[mod.risks] RISKS DIGEST 4.21

RISKS@CSL.SRI.COM (RISKS FORUM, Peter G. Neumann -- Coordinator) (12/01/86)

RISKS-LIST: RISKS-FORUM Digest,  Sunday, 30 November 1986  Volume 4 : Issue 21

           FORUM ON RISKS TO THE PUBLIC IN COMPUTER SYSTEMS 
   ACM Committee on Computers and Public Policy, Peter G. Neumann, moderator

Contents:
  Risks of Computer Modeling and Related Subjects (Mike Williams--LONG MESSAGE)

The RISKS Forum is moderated.  Contributions should be relevant, sound, in good
taste, objective, coherent, concise, nonrepetitious.  Diversity is welcome. 
(Contributions to RISKS@CSL.SRI.COM, Requests to RISKS-Request@CSL.SRI.COM)
  (Back issues Vol i Issue j available in CSL.SRI.COM:<RISKS>RISKS-i.j.  MAXj:
  Summary Contents Vol 1: RISKS-1.46; Vol 2: RISKS-2.57; Vol 3: RISKS-3.92.)

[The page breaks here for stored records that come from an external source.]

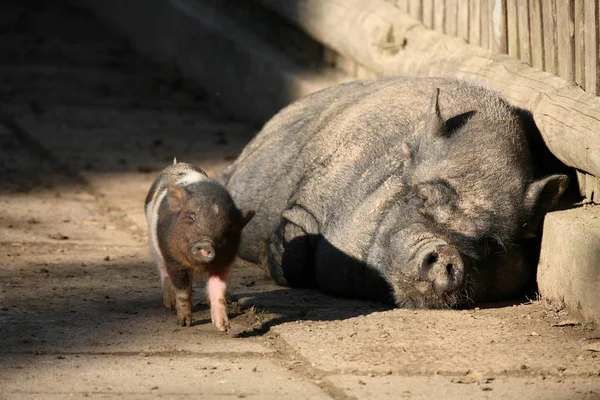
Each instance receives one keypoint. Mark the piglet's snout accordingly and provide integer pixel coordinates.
(444, 267)
(203, 250)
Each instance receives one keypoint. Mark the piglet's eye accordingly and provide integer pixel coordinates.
(190, 217)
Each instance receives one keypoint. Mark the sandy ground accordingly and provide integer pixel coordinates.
(85, 125)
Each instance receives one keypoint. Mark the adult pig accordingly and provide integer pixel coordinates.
(412, 191)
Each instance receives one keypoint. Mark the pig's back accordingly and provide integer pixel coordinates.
(333, 148)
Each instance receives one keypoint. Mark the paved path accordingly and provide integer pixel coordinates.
(85, 124)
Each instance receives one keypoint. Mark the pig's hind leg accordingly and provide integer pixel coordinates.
(216, 289)
(179, 291)
(290, 249)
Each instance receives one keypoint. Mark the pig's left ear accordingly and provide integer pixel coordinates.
(541, 196)
(176, 197)
(246, 217)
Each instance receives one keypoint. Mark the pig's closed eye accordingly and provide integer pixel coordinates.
(190, 217)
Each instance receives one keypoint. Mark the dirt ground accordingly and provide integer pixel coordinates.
(85, 125)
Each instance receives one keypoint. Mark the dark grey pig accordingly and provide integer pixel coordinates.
(193, 224)
(411, 191)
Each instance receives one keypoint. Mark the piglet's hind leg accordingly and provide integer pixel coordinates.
(216, 288)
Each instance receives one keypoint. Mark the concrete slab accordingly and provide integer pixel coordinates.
(507, 340)
(168, 376)
(569, 267)
(472, 386)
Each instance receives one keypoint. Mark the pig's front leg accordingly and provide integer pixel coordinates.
(168, 294)
(181, 280)
(216, 288)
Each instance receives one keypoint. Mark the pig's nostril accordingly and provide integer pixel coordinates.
(432, 258)
(203, 250)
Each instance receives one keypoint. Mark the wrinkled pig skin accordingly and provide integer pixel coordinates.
(414, 192)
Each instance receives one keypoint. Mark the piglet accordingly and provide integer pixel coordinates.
(193, 225)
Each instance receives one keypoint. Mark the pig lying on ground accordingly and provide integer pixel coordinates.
(193, 224)
(410, 191)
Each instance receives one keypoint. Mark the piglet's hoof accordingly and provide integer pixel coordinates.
(219, 319)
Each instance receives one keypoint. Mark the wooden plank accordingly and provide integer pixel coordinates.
(512, 28)
(523, 21)
(592, 53)
(427, 11)
(536, 34)
(463, 19)
(550, 39)
(415, 9)
(439, 12)
(568, 117)
(579, 20)
(498, 35)
(485, 23)
(451, 17)
(475, 22)
(402, 5)
(566, 39)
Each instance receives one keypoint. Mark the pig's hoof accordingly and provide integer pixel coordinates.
(185, 320)
(168, 294)
(222, 326)
(220, 321)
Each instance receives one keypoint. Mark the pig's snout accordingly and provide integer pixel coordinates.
(443, 267)
(203, 250)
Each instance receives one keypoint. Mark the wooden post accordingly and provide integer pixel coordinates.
(485, 23)
(498, 34)
(451, 17)
(475, 22)
(378, 36)
(427, 11)
(566, 39)
(536, 34)
(579, 19)
(592, 53)
(523, 21)
(415, 9)
(439, 13)
(463, 19)
(550, 39)
(512, 23)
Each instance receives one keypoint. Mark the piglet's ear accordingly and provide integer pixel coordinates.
(541, 196)
(434, 123)
(176, 197)
(246, 217)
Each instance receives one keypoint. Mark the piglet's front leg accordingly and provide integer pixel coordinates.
(216, 288)
(179, 290)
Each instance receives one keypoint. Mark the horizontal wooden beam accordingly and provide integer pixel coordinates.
(383, 39)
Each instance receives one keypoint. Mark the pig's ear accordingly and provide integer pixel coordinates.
(434, 123)
(541, 196)
(246, 217)
(176, 197)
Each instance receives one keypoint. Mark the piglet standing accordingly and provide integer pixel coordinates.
(193, 225)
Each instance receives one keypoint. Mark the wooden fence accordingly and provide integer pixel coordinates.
(557, 36)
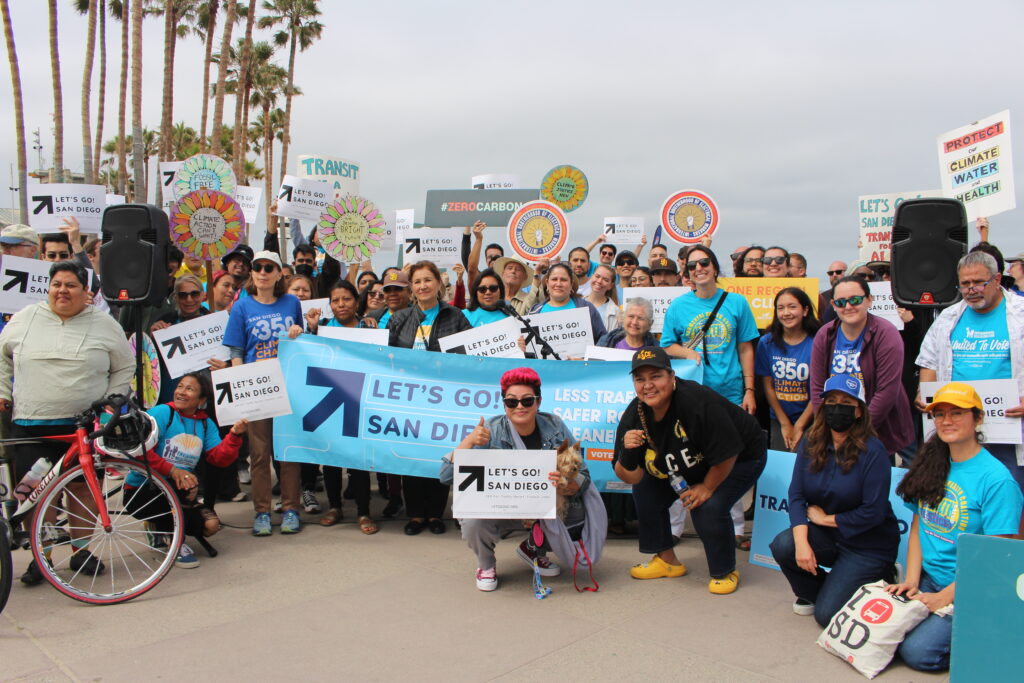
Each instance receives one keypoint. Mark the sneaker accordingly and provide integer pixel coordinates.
(290, 522)
(545, 566)
(486, 580)
(657, 568)
(261, 524)
(186, 558)
(87, 563)
(725, 585)
(803, 607)
(309, 503)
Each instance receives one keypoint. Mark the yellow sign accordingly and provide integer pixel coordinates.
(760, 293)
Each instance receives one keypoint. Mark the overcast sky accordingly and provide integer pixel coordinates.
(784, 113)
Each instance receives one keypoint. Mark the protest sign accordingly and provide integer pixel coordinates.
(565, 186)
(458, 208)
(500, 340)
(496, 181)
(251, 201)
(51, 202)
(660, 298)
(771, 508)
(440, 245)
(876, 221)
(341, 174)
(401, 410)
(207, 224)
(625, 230)
(186, 346)
(302, 199)
(538, 230)
(689, 215)
(976, 166)
(503, 484)
(760, 293)
(253, 391)
(996, 396)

----------------------------------------------------------------------

Date: Fri, 28 Nov 86 13:02 EST
From: "John Michael (Mike) Williams" <JWilliams@DOCKMASTER.ARPA>
To: RISKS@CSL.SRI.COM
Subject: Risks of Computer Modeling and Related Subjects (LONG MESSAGE)

  Taking the meretricious "con" out of econometrics and computer modeling:
                  "Con"juring the Witch of Endor
                John Michael Williams, Bethesda MD

Quite a few years ago, the Club of Rome perpetrated its "Limits to Growth"
public relations exercise.  Although not my field, I instinctively found it
bordering on Aquarian numerology to assign a quantity, scalar or otherwise,
to "Quality of Life," and a gross abuse of both scientific method and
scientific responsibility to the culture at large.  Well after the initial
report's firestorm, I heard that a researcher at McGill proved the model was
not even internally consistent, had serious typographical/syntactical errors
that produced at least an order of magnitude error, and that when the errors
were corrected, the model actually predicted an improving, not declining
"Quality of Life."  I called the publisher of "Limits to Growth," into its
umpteenth edition, and asked if they intended to publish a correction or
retraction.  They were not enthusiastic, what with Jerry Brown, as Governor
and candidate for Presidential nomination, providing so much lucrative
publicity.  Jimmy Carter's "malaise" and other speeches suggest that these
dangerously flawed theses also affected, and not for the better, both his
campaign and administration.

This shaman-esque misuse of computers embarrassed the computing
community, but with no observable effect.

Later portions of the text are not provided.